While touring southern Chiapas state last month, Mexico’s coronavirus czar took aim at a local vice he considers culpable for the country’s ongoing pandemic problems: rampant Coca-Cola consumption.
Health undersecretary Hugo López-Gatell connected soda consumption with COVID-19 deaths, blaming sugar for causing comorbidities such as obesity, diabetes and hypertension – maladies common in Mexico, where almost three-quarters of the population is overweight, according to a study by the Organisation for Economic Cooperation and Development.
“Why do we need bottled poison in soft drinks?” López-Gatell asked.
“Health in Mexico would be very different if we stopped being deceived by these lifestyles sold on television and heard on radio and which we see on adverts – as if this was happiness.”

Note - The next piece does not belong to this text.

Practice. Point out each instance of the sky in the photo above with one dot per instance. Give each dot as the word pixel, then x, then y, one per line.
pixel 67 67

As COVID-19 cases mount in Mexico and the death toll soars – Mexico only trails Brazil and the United States in total pandemic fatalities – López-Gatell and President Andrés Manuel López Obrador have increasingly pinned Mexico’s pandemic problems on its poor nutrition habits — soda consumption chief among them.
Mexicans drink more soda per-capita than any other country – an estimated 163 liters per year. And bottlers, such as Coca-Cola, deliver its products to the remote corners of the country – where potable water is scant and soda is often sold for less than water.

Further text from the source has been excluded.